In particular, whether it makes sense to use the Euclidean distance between different values of the coordinate. This would not be the case for Domains whose points are strings, for example, even if those are converted to numbers for the purpose of flattening.
- denumericizeCoordinate(coord)[source]
Reconstitute a coordinate’s original value. For internal use.
- standardize(point)[source]
Map the point into a hyperbox, preserving measure.
If the Domain is continuous, this should map into a unit hyperbox. If it is discrete, it should map into a discrete hyperbox. Which (if either) of these is the case can be determined by calling standardizedDimension and standardizedIntervals: for primitive Domains, at least one will return the ‘not supported’ value.
- class DiscreteBox(*intervals)[source]
A hyper-box over the integers.
Points in a DiscreteBox are tuples of ints.
- class Array(domain, shape)[source]
A multidimensional array of elements in a common domain.

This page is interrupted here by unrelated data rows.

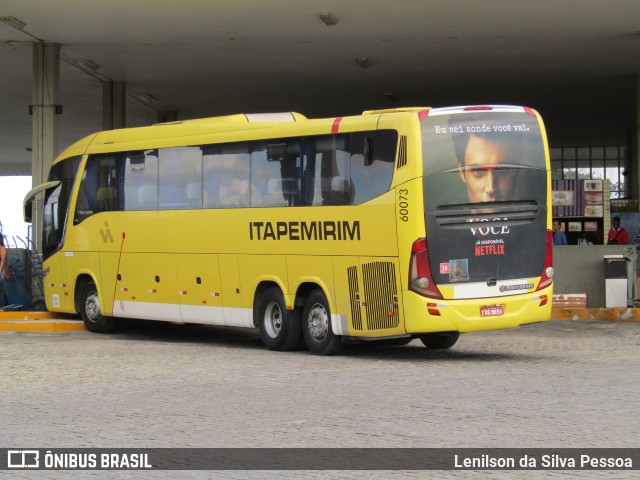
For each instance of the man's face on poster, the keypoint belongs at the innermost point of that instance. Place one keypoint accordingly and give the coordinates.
(485, 180)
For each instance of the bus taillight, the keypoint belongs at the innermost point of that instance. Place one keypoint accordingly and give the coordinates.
(420, 279)
(547, 270)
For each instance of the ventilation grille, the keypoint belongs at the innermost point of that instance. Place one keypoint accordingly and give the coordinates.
(381, 295)
(354, 298)
(502, 213)
(402, 152)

For example, Array(Box((-1, 1)), (10, 5)) represents a 10x5 grid of real numbers, each in the interval [-1, 1].
Points in an Array are nested tuples of elements. For example, a point in the Array above would be a tuple of 10 elements, each of which is a tuple of 5 elements, each of which is a point in the underlying Box domain.

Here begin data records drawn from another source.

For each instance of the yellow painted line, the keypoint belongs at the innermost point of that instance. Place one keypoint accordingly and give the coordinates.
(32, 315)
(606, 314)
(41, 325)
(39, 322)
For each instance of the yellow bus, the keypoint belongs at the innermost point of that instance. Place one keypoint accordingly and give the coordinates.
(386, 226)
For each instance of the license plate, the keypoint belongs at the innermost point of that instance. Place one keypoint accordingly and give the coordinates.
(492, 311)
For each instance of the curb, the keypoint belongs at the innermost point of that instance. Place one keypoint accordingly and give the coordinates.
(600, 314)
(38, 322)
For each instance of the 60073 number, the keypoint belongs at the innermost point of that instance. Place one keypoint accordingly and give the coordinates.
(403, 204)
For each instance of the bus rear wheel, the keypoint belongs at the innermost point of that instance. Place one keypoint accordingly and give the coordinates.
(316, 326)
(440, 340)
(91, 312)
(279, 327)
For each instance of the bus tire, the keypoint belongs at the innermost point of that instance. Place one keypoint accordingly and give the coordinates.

- pointWithElements(it)[source]
Build a point in this domain from an iterable of elements.
This is similar to numpy.reshape, building a multidimensional array from a flat list of elements. For example:
>>> elts = [1, 2, 3, 4, 5, 6] >>> array = Array(Real(), (2, 3)) >>> array.pointWithElements(elts) ((1, 2, 3), (4, 5, 6)) >>> array = Array(Real(), (3, 2)) >>> array.pointWithElements(elts) ((1, 2), (3, 4), (5, 6))

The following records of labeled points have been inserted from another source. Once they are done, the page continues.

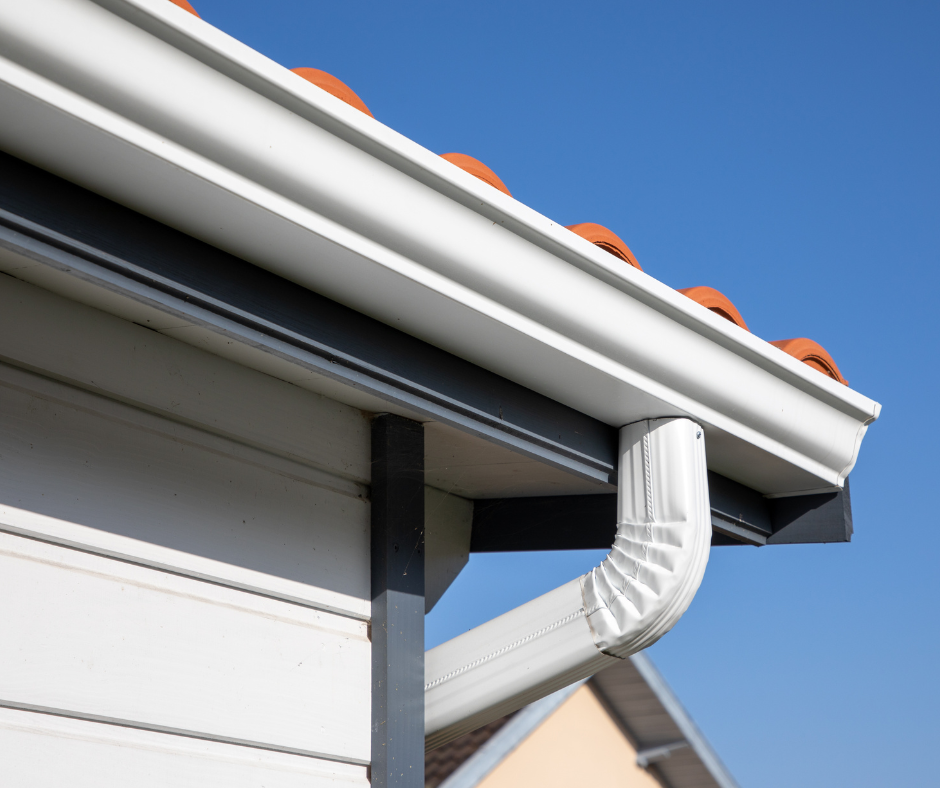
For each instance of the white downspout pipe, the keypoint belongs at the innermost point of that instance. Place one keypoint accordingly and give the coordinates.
(624, 605)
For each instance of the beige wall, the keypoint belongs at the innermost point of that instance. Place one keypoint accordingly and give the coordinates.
(578, 745)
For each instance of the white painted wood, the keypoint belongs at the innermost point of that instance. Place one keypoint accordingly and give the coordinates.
(109, 355)
(75, 468)
(43, 751)
(448, 520)
(96, 636)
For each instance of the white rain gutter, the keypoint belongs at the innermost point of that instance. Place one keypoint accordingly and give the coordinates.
(156, 109)
(624, 605)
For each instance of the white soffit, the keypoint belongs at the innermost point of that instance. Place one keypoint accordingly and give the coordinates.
(156, 109)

- elementsOfPoint(point)[source]
Return an iterator over the elements of a point in this domain.
This is similar to numpy.flatten, turning a multidimensional array into a flat list of elements. For example:
>>> array = Array(Real(), (3, 2)) >>> list(array.elementsOfPoint(((1, 2), (3, 4), (5, 6)))) [1, 2, 3, 4, 5, 6]
- class ScalarArray(domain, shape)[source]
An array whose elements are integers or reals.
This is a specialized implementation of Array optimized for large arrays of scalars like images.
- class Struct(domains)[source]
A domain consisting of named sub-domains.
The order of the sub-domains is arbitrary: two Structs are considered equal if they have the same named sub-domains, regardless of order. As the order is an implementation detail, accessing the values of sub-domains in points sampled from a Struct should be done by name:
>>> struct = Struct({'a': Box((0, 1)), 'b': Box((2, 3))}) >>> point = struct.uniformPoint() >>> point.b (2.20215292046797,)
Within a given version of VerifAI, the sub-domain order is consistent, so that the order of columns in error tables is also consistent.